Body temperature increases with the passage of days, this can help sports performance. Research on a group of swimmers showed their performance increased significantly between 6pm and 11pm.

 Relieve stress. Night running is a way to relieve fatigue after stress throughout the day.

 Long Term Effects. Quality sleep after a night run has the effect that continues to be felt tomorrow. Some people feel fresher and energetic with a more cheerful mood when they wake up early after exercising the night before.

 Reducing Appetite. After studying or working all day, you go home, do the work or take care of the house, cook, eat dinner, run, then sleep.
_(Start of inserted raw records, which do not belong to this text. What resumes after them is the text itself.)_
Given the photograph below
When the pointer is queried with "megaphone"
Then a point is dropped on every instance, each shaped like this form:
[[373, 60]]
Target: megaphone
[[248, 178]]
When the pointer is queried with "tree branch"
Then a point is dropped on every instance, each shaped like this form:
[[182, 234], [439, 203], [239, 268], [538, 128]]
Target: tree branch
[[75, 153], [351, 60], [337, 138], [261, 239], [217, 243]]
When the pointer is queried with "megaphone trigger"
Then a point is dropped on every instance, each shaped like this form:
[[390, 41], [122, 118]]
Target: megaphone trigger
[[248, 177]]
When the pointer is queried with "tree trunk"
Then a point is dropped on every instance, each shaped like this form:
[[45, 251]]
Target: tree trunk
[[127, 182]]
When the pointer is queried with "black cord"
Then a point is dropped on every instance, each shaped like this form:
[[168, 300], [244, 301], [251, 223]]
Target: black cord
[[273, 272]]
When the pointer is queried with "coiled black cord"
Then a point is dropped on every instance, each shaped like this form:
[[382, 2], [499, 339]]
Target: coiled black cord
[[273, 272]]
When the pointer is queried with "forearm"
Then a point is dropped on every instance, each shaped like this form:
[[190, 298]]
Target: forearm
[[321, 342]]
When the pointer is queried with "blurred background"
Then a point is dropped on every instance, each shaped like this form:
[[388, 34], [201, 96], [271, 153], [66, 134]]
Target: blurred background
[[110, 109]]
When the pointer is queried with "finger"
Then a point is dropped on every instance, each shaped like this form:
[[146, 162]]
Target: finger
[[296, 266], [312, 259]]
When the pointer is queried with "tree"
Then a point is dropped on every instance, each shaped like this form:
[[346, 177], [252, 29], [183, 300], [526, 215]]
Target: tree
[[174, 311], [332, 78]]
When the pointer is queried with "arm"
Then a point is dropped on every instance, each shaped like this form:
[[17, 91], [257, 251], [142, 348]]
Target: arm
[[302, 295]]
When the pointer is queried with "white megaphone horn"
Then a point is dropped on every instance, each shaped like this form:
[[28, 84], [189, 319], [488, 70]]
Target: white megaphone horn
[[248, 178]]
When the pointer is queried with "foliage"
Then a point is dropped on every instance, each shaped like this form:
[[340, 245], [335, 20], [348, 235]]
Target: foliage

Thus you can avoid the temptation to eat midnight. Cytokine hormones are produced by the body when exercising intensely. This hormone acts to make us feel sleepy and prolong sleep. An important factor in the production of this hormone is the duration and intensity of exercise, Dr. Alex Chediak, President of the American Academy of Sleep Medicine. A long run or long run after sunset may help you sleep more soundly.
 Sleep Quality. Body temperature fluctuations – increasing when exercising and dropping to normal temperatures afterwards – can make it easier for you to fall asleep.
 Counter Night Run Statement
 Less consistency. We cannot predict how our days will work. Maybe we have planned a running session after work, but a sudden meeting or traffic jam can cancel the plan.
Social life. Nighttime exercise requires commitment. What if a co-worker asks to leave after work, or is there a family event at night? Which one will you choose – socialization or running?
 Security. Running in the dark makes it difficult for your eyes to see small things that might be dangerous. Road holes, tree branches, turns, climbs or derivatives, animals running in the middle of the road, motorized vehicles or even other runners are some examples of things that must be considered.
 Health Issues. A common opinion that is often heard is that a night run can cause wet lungs. Actually there is no ‘wet lung’ disease in medicine. ‘Wet lungs’ is a layman’s term for pleural effusion – the presence of abnormal amounts of fluid around the lungs. This condition can be caused by various diseases, one of which is pneumonia.

 Pneumonia is an infection of the lungs caused by germs and triggered by a weak immune system so that it is susceptible to disease. These germs can be obtained from anywhere, offices, malls, or other public places – not exclusively because they run at night.

 One theory that might support the emergence of fears of lung problems is because trees and plants produce CO2 at night and reduce oxygen levels in the air around us, so that when running on a route with lots of breath trees it feels heavier.
 The best way to find out when the most suitable exercise time is to try at various times – dawn, morning, afternoon, evening, or night. Basically, if you decide to run at night, research suggests doing it a few hours before going to bed. Another important point is don’t hesitate to consult a doctor if you feel a complaint.